CHRISTIE FOR PRESIDENT? WHAT A THOUGHT….SEE NOTE

http://online.wsj.com/article/SB10001424052748704717004575268532932681458.html?mod=WSJ_Opinion_LEFTSecond

LOVE THE GUY…BUT PRESIDENTIAL OR A MALE PALIN?
By JOHN FUND
New Jersey Governor Chris Christie’s rapid rise up the ranks of conservative heroes is being aided by a YouTube video of him dressing down a reporter who quizzed him about his “confrontational tone” in dealing with state legislators. Mr. Christie tells the reporter: “You should really see me when I’m pissed. . . . When you ask me questions, I’m going to answer them directly, straightly, bluntly and nobody in New Jersey is going to have to wonder where I am on an issue.”

Governor Christie is clearly prospering politically despite $5 million in attack ads being hurled against him by public employee unions furious about his budget cuts and demands for pay freezes. Last month voters in 59% of the state’s school districts followed his recommendation and voted down proposed school budgets that didn’t include “shared sacrifice” by restraining teacher pay and benefits.

Yesterday, the Governor crossed the Hudson River to address the conservative Manhattan Institute about his plan to place on the November ballot a constitutional amendment to cap property tax hikes at no more than 2.5% per year.
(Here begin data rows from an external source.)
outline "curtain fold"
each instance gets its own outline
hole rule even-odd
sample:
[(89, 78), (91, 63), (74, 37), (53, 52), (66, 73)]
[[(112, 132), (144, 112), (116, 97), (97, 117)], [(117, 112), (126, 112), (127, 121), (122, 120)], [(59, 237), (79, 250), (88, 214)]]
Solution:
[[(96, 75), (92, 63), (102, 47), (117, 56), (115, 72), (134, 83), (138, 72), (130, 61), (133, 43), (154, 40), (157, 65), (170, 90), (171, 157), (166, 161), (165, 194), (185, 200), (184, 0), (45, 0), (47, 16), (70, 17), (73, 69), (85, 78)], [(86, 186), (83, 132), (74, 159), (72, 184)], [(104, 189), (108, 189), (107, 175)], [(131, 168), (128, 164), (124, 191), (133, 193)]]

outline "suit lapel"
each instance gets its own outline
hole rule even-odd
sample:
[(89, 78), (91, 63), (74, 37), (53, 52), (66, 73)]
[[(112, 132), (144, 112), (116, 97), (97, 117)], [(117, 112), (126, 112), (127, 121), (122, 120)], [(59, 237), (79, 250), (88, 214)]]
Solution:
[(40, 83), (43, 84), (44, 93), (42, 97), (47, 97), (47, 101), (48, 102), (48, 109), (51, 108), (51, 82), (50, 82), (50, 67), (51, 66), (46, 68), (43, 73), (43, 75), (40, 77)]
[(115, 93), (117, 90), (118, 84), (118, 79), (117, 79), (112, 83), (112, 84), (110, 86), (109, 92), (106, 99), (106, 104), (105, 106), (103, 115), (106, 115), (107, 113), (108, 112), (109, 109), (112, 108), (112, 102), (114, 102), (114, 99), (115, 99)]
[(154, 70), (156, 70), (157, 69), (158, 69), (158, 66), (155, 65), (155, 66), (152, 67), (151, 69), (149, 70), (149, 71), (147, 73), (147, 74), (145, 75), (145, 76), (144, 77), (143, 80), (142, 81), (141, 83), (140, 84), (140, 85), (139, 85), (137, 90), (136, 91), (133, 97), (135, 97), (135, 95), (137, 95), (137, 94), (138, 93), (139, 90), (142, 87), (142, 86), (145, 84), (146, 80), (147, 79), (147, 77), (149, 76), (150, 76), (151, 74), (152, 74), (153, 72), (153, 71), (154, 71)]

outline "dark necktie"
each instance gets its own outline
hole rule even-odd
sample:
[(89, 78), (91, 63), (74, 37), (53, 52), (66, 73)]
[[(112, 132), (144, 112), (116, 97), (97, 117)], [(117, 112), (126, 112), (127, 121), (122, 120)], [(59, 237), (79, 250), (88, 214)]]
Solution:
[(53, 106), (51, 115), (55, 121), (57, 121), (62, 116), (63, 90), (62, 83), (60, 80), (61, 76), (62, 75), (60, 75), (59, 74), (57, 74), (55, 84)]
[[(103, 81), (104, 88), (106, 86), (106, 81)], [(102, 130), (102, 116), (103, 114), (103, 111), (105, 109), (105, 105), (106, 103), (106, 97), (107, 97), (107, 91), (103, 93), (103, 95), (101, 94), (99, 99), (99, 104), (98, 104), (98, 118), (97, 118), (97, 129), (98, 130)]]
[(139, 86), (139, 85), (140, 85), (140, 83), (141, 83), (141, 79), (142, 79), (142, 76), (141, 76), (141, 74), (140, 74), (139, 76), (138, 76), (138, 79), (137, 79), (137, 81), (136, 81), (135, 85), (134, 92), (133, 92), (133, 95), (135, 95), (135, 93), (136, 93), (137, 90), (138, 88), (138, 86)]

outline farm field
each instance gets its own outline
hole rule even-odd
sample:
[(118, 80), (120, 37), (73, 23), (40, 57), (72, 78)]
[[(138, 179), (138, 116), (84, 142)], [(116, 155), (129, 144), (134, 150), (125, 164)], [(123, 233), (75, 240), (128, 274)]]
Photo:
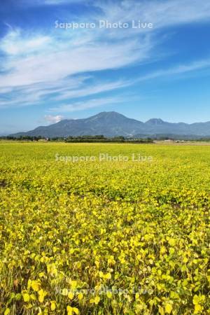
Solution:
[(0, 314), (210, 314), (210, 146), (0, 152)]

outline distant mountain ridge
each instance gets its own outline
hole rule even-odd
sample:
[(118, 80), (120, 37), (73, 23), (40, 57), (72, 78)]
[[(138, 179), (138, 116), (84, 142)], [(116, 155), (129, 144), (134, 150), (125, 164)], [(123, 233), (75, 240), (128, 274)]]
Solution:
[(102, 112), (83, 119), (61, 120), (49, 126), (40, 126), (27, 132), (11, 134), (13, 136), (31, 136), (52, 138), (97, 134), (105, 136), (144, 136), (158, 134), (174, 134), (197, 136), (210, 136), (210, 121), (187, 124), (172, 123), (160, 118), (150, 119), (146, 122), (128, 118), (115, 112)]

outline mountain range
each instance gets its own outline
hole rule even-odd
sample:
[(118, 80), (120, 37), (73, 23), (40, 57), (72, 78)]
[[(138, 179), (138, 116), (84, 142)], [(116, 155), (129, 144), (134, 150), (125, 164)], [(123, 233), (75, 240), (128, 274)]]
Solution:
[(102, 112), (83, 119), (63, 120), (59, 122), (41, 126), (27, 132), (11, 134), (13, 136), (31, 136), (47, 138), (68, 136), (94, 136), (103, 134), (105, 136), (150, 136), (158, 135), (176, 136), (210, 136), (210, 121), (187, 124), (172, 123), (162, 119), (150, 119), (143, 122), (131, 119), (115, 111)]

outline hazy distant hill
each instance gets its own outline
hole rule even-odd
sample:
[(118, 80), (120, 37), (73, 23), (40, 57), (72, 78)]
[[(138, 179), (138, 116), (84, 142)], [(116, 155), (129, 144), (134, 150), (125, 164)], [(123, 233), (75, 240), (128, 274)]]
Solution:
[(41, 126), (27, 132), (12, 134), (45, 137), (104, 134), (106, 136), (154, 134), (210, 136), (210, 122), (172, 123), (161, 119), (146, 122), (128, 118), (115, 111), (102, 112), (85, 119), (64, 120), (49, 126)]

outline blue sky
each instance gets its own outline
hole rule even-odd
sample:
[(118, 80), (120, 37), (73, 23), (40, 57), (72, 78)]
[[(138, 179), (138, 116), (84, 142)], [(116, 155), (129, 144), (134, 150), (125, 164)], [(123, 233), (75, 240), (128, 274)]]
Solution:
[(0, 17), (0, 134), (104, 111), (210, 120), (209, 1), (3, 0)]

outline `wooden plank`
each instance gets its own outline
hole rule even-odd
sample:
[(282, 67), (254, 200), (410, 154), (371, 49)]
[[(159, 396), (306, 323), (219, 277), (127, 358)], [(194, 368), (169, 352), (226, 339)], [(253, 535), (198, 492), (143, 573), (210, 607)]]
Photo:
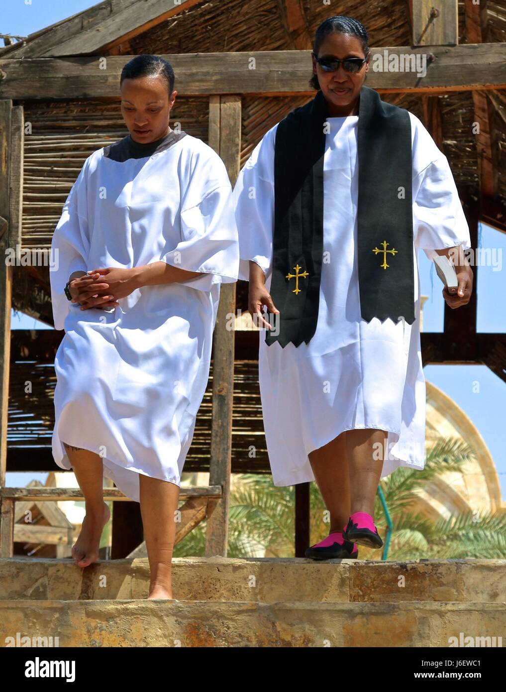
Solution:
[[(506, 44), (501, 43), (410, 46), (371, 49), (367, 84), (380, 93), (446, 93), (506, 88)], [(402, 56), (427, 60), (427, 74), (415, 71), (377, 71), (378, 61), (402, 61)], [(377, 56), (377, 57), (375, 57)], [(43, 100), (101, 98), (118, 100), (120, 77), (131, 56), (107, 58), (107, 70), (100, 69), (99, 56), (0, 60), (6, 76), (0, 97)], [(181, 96), (212, 94), (314, 95), (308, 85), (310, 51), (265, 51), (236, 53), (180, 53), (163, 55), (176, 73)], [(252, 57), (255, 69), (250, 69)], [(404, 65), (404, 62), (402, 63)], [(423, 62), (420, 64), (423, 67)]]
[[(479, 201), (473, 199), (470, 194), (462, 194), (464, 201), (462, 206), (466, 220), (469, 227), (471, 246), (478, 247), (478, 219), (479, 217)], [(473, 266), (474, 279), (473, 293), (467, 305), (457, 310), (444, 302), (444, 333), (451, 335), (455, 343), (459, 345), (462, 358), (465, 358), (471, 348), (474, 335), (476, 333), (476, 307), (478, 296), (478, 266)]]
[(484, 196), (481, 200), (480, 221), (506, 233), (506, 206), (499, 200)]
[[(191, 498), (179, 507), (181, 513), (181, 521), (178, 524), (174, 537), (174, 545), (182, 540), (196, 526), (205, 519), (207, 510), (207, 499), (206, 498)], [(146, 541), (143, 540), (135, 550), (133, 550), (127, 558), (147, 558), (147, 548)]]
[(14, 541), (17, 543), (58, 543), (67, 545), (68, 531), (55, 526), (39, 526), (38, 524), (15, 524)]
[[(105, 0), (84, 12), (46, 27), (28, 42), (15, 44), (8, 55), (19, 57), (50, 57), (104, 55), (200, 0)], [(132, 56), (129, 56), (129, 58)]]
[[(219, 129), (219, 148), (232, 186), (240, 170), (241, 96), (221, 96), (219, 113), (216, 102), (209, 104), (209, 142), (216, 147)], [(205, 554), (227, 555), (228, 511), (232, 464), (232, 401), (234, 395), (234, 329), (227, 329), (227, 316), (234, 313), (236, 284), (221, 286), (220, 304), (213, 336), (213, 408), (209, 484), (220, 485), (223, 495), (207, 504)]]
[[(469, 0), (466, 5), (472, 2)], [(458, 43), (457, 0), (412, 0), (413, 46)]]
[(23, 106), (12, 108), (10, 133), (10, 195), (9, 210), (9, 247), (15, 250), (21, 244), (21, 214), (23, 210), (23, 147), (24, 118)]
[(0, 558), (12, 558), (14, 552), (14, 500), (2, 498), (0, 507)]
[[(104, 488), (104, 500), (105, 502), (111, 500), (124, 500), (131, 502), (129, 498), (118, 490), (118, 488)], [(62, 501), (65, 500), (81, 500), (84, 495), (79, 488), (1, 488), (0, 493), (2, 499), (19, 500), (26, 502), (34, 500), (37, 502), (48, 502), (49, 500)], [(181, 488), (179, 493), (180, 500), (189, 498), (221, 498), (221, 486), (209, 485), (203, 487)]]
[[(0, 256), (5, 257), (9, 246), (10, 156), (9, 147), (12, 117), (12, 102), (0, 100), (0, 217), (8, 222), (0, 239)], [(6, 484), (7, 468), (7, 415), (9, 401), (10, 365), (10, 309), (12, 304), (12, 270), (0, 262), (0, 489)]]
[(310, 483), (295, 486), (295, 557), (303, 558), (310, 542)]
[[(480, 44), (487, 36), (488, 15), (487, 0), (481, 0), (478, 5), (472, 2), (465, 3), (466, 35), (467, 40)], [(496, 166), (493, 163), (493, 152), (500, 151), (497, 143), (492, 145), (491, 123), (493, 122), (494, 107), (484, 91), (473, 91), (474, 122), (479, 126), (475, 133), (478, 149), (478, 170), (482, 194), (494, 197), (497, 190), (497, 173), (500, 170), (498, 157)]]
[[(462, 309), (462, 308), (459, 308)], [(494, 354), (506, 348), (505, 334), (471, 334), (465, 349), (451, 334), (444, 332), (424, 331), (422, 340), (422, 361), (429, 365), (489, 365)], [(490, 367), (489, 365), (489, 367)], [(506, 367), (506, 361), (504, 362)]]

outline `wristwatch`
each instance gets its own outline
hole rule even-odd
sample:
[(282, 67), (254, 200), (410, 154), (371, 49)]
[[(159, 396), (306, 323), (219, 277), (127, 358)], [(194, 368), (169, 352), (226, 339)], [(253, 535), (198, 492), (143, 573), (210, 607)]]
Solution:
[(70, 283), (71, 283), (70, 281), (68, 281), (66, 282), (66, 284), (65, 284), (65, 288), (64, 289), (64, 291), (68, 300), (72, 300), (72, 293), (71, 293), (70, 289), (68, 288), (68, 285)]

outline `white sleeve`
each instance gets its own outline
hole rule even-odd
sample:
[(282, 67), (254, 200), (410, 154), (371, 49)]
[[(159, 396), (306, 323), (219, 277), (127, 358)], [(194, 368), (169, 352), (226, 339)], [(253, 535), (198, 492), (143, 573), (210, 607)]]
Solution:
[(51, 240), (51, 266), (49, 280), (55, 329), (63, 329), (71, 303), (64, 293), (71, 274), (88, 271), (90, 251), (87, 213), (87, 184), (89, 158), (84, 162), (77, 179), (68, 193), (62, 216)]
[(201, 272), (201, 277), (179, 282), (200, 291), (236, 282), (239, 262), (232, 185), (225, 164), (211, 151), (207, 160), (206, 152), (197, 157), (183, 195), (181, 239), (160, 257), (180, 269)]
[(272, 271), (274, 230), (274, 154), (277, 125), (265, 133), (239, 173), (234, 205), (239, 234), (239, 279), (250, 279), (250, 261), (267, 277)]
[(469, 228), (447, 157), (420, 171), (413, 183), (415, 246), (429, 260), (442, 250), (471, 247)]

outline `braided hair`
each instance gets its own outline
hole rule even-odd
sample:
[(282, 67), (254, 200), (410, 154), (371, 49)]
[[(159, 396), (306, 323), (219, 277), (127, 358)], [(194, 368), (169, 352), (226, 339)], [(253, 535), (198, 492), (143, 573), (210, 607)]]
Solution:
[[(364, 53), (366, 53), (369, 50), (369, 37), (362, 21), (353, 19), (353, 17), (344, 17), (337, 15), (336, 17), (329, 17), (325, 21), (322, 21), (318, 27), (315, 36), (315, 43), (312, 50), (315, 55), (318, 55), (321, 44), (324, 39), (329, 34), (347, 34), (349, 36), (356, 36), (362, 44)], [(310, 86), (315, 89), (319, 89), (320, 85), (318, 82), (318, 75), (313, 74), (309, 80)]]
[(158, 76), (165, 79), (170, 96), (174, 88), (175, 80), (174, 71), (171, 64), (160, 55), (135, 55), (121, 71), (120, 86), (123, 83), (123, 80)]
The Christie plan would also limit state spending growth by a like amount, except for pensions and debt service. Over the last decade, he noted in his speech, municipal spending in New Jersey grew by 69%, and property taxes climbed by 70%. “At some point people’s ability to pay runs out. And ladies and gentleman, we are at that point,” he told his audience. “Things that used to be considered sacred cows, the third rails of politics, no longer are. They’ve been replaced by the issue of affordability.”

Mr. Christie was especially blunt on the malign influence of the New Jersey Education Association — “an absolutely out-of-control union that is used to getting everything it wants.” Without a change of direction, he added, New Jersey is “careening our way toward becoming Greece.”

Many who attended the breakfast came away admiring the feisty governor’s knack for rallying public support against Trenton’s entrenched spending interests. Imitation being the sincerest form of flattery, even New York’s Democratic gubernatorial frontrunner, Andrew Cuomo, in announcing his campaign this week, struck a tone that was distinctly Christie-like. If Mr. Christie can succeed in pushing his program through New Jersey’s Democratic legislature, he might well vault onto the GOP presidential shortlist in 2012. Certainly the conservatives who attended yesterday’s speech were impressed by a rare chief executive willing to tackle his state’s intractable problems in an unapologetic manner.